Source code for experiment_design.scorers

from typing import Callable, Iterable, Protocol

import numpy as np
from scipy.spatial.distance import pdist

from experiment_design.variable import ParameterSpace


class Scorer(Protocol):
    """
    :meta private:
    """

    def __call__(self, doe: np.ndarray) -> float:
        """
        A scoring function to evaluate an experiment design quality. Larger values are better,
        i.e. this will be maximized.

        :param doe: |DoE| consisting of candidate samples with shape (n_sample, n_dim).
        :return: score of the DoE.
        """


class ScorerFactory(Protocol):
    """
    :meta private:
    """

    def __call__(
        self,
        space: ParameterSpace,
        sample_size: int,
        old_sample: np.ndarray | None = None,
    ) -> Scorer:
        """
        Given variables and sample size, create a scoring function

        :param space: ParameterSpace for which the Scorer will be used
        :param sample_size: Number of samples in the DoE that will be evaluated by the scorer
        :param old_sample: If passed, it is an array with shape (n_old_sample, n_dim) which represents the already
            observed points.
        :return: A Scorer function, that accepts a DoE of shape (n_sample, n_dim) and returns the score
        """



[docs]
class MaxCorrelationScorerFactory:
    """
    A scorer factory for the maximum absolute correlation error between sampling points.

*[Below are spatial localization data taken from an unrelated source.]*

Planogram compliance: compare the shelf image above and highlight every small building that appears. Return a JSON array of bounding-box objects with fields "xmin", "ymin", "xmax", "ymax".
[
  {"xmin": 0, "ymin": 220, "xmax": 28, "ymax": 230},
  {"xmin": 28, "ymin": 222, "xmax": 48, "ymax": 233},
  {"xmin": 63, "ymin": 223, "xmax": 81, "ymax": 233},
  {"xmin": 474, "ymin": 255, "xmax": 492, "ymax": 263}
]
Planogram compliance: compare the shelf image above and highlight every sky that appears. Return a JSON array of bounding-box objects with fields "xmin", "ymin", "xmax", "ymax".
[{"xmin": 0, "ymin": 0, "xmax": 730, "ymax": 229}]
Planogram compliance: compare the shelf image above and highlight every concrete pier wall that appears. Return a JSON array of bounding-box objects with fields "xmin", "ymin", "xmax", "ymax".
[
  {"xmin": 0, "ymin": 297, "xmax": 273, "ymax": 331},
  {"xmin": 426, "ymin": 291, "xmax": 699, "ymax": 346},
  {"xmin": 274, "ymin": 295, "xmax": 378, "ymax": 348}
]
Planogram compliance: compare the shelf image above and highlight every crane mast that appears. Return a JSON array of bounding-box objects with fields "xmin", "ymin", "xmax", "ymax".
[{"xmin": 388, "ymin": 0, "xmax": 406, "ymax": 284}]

    :param local: If True, any points in the old_sample will be ignored, that fall outside the finite bounds of the
        provided variables. Has no effect if old_sample is None.
    :param eps: A small positive value to improve the stability of the log operation.
    """

    def __init__(
        self,
        local: bool = True,
        eps: float = 1e-2,
    ) -> None:
        self.local = local

        if eps < 0:
            raise ValueError("eps must be positive")
        self.eps = eps

    def __call__(
        self,
        space: ParameterSpace,
        sample_size: int,
        old_sample: np.ndarray | None = None,
    ) -> Scorer:
        """
        Creates a scorer, that computes the maximum absolute correlation error between the candidate samples
        and the target_correlation.

        :param space: Dimensions of the design space.
        :param sample_size: The number of candidate points to be scored.
        :param old_sample: If passed, represents the matrix of points in an older design of experiments with shape
            (old_sample_size, space.dimensions). Depending on self.local, some or all of these will be appended to the
            candidate points before computing the correlation error.
        :return: a scorer that returns the negative exp(maximum absolute correlation error + 1). If the error is
            smaller than self.eps, it returns negative exp(maximum absolute correlation error - 1) instead.
        """

        handler = create_old_doe_handler(space, old_sample, local=self.local)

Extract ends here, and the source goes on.